EtusivuHae koulutuksiaData Science and Machine Learning with R

Data Science and Machine Learning with R




5 päivää


3301 €

This five-day course is aimed at those who are familiar with data analysis and are interested in learning about how Data Science, Analytics, Machine Learning, and Artificial Intelligence (AI) can be used to yield value from data assets.

This course will be of interest if you are interested in developing your own skills to move from analytics to Data Science, or if you are working with Data Scientists and want to learn more about what’s possible.

You will be introduced to key concepts and tools for use in Data Science, including typical Data Science Project lifecycles, potential applications & project pitfalls, relevant aspects of data governance and ethics, roles and responsibilities, Machine Learning and AI model development, exploratory analysis and visualisation, as well as techniques and strategies for model deployment.

Throughout the course you will engage in activities and discussions with one of our Data Science technical specialists. Theoretical modules are complemented with comprehensive practical labs.

Target Audience

Members of the audience are required to have some technical expertise such as table structure, working with tabular data in R, and intermediate data analysis.

They may come from other technical backgrounds such as Data Analysts, Software Developers, and Data Engineers who either work with Data Scientists or are using this course in their journey towards training as a Data Scientist.

They may be Mid/Senior Leadership seeking a greater understanding of how to implement Data Science within their organization.

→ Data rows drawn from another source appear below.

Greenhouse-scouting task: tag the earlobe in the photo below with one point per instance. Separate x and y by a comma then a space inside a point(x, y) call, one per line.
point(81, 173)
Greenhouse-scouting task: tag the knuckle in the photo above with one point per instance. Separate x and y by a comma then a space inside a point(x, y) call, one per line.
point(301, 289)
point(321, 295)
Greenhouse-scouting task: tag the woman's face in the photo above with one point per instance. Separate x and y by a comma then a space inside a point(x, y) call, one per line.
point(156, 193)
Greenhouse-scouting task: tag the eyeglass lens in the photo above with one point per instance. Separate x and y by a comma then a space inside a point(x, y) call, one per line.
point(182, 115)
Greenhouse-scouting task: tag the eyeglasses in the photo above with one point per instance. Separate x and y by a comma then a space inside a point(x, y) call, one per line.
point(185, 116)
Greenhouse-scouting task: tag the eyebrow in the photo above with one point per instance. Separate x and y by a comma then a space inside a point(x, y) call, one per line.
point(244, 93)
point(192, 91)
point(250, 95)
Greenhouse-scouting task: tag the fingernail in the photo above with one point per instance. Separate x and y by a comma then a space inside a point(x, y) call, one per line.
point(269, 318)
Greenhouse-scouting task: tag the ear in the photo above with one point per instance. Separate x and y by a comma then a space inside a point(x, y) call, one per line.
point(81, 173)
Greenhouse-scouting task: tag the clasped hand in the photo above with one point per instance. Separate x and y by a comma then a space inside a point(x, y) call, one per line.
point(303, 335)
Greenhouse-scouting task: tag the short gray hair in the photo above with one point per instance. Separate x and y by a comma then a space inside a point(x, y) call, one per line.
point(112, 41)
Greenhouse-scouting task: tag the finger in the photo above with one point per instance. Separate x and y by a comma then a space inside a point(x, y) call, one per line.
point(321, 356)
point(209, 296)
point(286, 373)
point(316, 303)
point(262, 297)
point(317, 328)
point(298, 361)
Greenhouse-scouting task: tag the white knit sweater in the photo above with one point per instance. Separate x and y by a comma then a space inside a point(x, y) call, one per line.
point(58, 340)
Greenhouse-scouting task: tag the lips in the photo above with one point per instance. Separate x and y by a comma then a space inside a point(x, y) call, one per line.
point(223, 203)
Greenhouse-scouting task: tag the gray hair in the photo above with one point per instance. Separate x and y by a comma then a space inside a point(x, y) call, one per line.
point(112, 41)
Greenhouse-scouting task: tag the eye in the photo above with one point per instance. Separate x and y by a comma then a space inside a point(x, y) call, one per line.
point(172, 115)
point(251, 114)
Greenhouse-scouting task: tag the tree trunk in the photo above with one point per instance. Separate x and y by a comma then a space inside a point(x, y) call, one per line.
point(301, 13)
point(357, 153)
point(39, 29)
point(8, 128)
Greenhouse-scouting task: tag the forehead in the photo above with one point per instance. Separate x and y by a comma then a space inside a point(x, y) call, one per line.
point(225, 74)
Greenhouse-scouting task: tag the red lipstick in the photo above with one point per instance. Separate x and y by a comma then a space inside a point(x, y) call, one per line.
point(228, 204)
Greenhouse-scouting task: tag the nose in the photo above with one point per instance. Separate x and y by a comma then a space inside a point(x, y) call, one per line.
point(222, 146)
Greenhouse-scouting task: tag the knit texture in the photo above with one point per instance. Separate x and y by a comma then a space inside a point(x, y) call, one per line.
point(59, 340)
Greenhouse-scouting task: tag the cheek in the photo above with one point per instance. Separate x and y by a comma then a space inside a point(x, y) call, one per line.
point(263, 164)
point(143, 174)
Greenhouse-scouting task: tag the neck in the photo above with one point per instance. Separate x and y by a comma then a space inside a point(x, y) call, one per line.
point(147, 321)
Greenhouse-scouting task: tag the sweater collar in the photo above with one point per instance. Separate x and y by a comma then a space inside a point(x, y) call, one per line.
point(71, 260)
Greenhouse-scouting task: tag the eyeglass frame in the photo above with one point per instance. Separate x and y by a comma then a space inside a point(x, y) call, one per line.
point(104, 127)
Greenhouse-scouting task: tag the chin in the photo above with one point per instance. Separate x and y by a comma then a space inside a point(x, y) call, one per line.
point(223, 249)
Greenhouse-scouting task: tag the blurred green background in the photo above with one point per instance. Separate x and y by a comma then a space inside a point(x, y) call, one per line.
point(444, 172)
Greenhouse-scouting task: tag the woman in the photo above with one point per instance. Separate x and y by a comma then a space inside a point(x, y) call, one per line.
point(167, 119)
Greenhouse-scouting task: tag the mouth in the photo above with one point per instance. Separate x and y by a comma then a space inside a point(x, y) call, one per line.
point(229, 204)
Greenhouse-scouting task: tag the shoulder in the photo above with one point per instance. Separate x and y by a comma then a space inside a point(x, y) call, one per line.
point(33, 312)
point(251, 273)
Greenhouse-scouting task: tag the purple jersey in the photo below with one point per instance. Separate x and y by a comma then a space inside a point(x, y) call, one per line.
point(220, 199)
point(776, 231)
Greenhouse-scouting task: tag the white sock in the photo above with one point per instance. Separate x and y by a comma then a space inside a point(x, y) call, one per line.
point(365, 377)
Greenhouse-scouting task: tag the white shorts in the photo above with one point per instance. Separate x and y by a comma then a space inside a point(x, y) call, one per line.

At the end of the course attendees will know:

  • Core concepts of Data Science & Machine Learning
  • The Data Science project workflow
  • Summary statistics and how to use statistical inference to analyse data
  • Data preparation required for Machine Learning
  • Methodologies and algorithms used in Machine Learning
  • How to use R to build and deploy Machine Learning models
  • Regression, Classification and Clustering algorithms
  • How to evaluate Machine learning Models and evaluate how good is good enough
  • Ethical considerations for Machine Learning

At the end of the course attendees will be able to:

  • Speak the language of data scientists
  • Write R programs to explore, clean, and model data
  • Understand an R program in the context of data science
  • Build working Machine Learning models using R
  • Deploy a Machine Learning model using R
  • Work with tidyverse and tidymodels packages

Introduction to Data Science & Machine Learning

  • Explain the role of the Data Scientist and the skillset it requires
  • Describe common application areas of Data Science, and examples of its usage in industry
  • Outline the Data Science process detailed in the CRISP-DM methodology
  • Detail the characteristics of problems which Data Science can be used to solve
  • Define how to evaluate the success of a Data Science Project

Introduction to R for Data Science

  • Understand why notebooks are often used in Data Science projects
  • Use R and associated libraries to manipulate datasets.
  • Describe why virtual environments are used
  • Visualise data using R

Descriptive & Inferential Statistics with R

  • Understand the role that descriptive and inferential statistics play in Data Science
  • Use measures of central tendency, variation, and correlation to understand data
  • Use hypothesis tests to establish the significance of effects
  • Use statistical visualisations to understand data distributions
  • Describe the role of Exploratory Data Analysis in a Data Science project

Preprocessing Data for Analysis

  • Appropriately process duplicated data, missing values & outliers
  • Understand the importance of scaling, encoding, and feature selection
  • Describe the importance of training, testing & validation sets
  • Engineer novel features to analyse

Supervised Learning: Regression

  • Describe regression in the context of machine learning
  • Build simple and multiple linear regression models
  • Understand non-linear regression approaches
  • Evaluate & compare regression models

Supervised Learning: Classification

  • Describe classification in the context of machine learning
  • Build simple and multiple logistic regression models for classification
  • Build Decision Tree & Random Forest models for Classification
  • Evaluate and compare classification models

Model Selection & Evaluation

  • Understand how to choose the best model for regression and classification problems
  • Consider tests & baselines that can be used to evaluate model performance & behaviour
  • Evaluate 'how good is good enough'

Unsupervised Learning

  • Describe clustering and dimensionality reduction in the context of machine learning
  • Apply and evaluate KMeans clustering
  • Apply and evaluate dimensionality reduction techniques

Ethics for Data Scientists

  • Be aware of the legislation and standards Data Scientists must adhere to
  • Discuss the importance of legal, ethical, and moral considerations in Data Analytics projects and identify applicable UK legislation for which employees should receive training
  • Discuss ethical considerations for data handling
  • Recognise ethical considerations in examples of machine learning, deep learning, and AI

Deploying Models & Insights

  • Understand how analytical models can be deployed
  • Evaluate how best to deploy a given model
  • Define checks which can be used to prevent model failures
  • Use R and associated libraries to deploy a machine learning model
  • Describe which metrics can be used to monitor deployed machine learning models

Where to Go Next

  • Understand the role of deep learning in modern Artificial Intelligence
  • Know which qualifications and professional memberships can benefit data scientists Work on a practical time series modelling problem.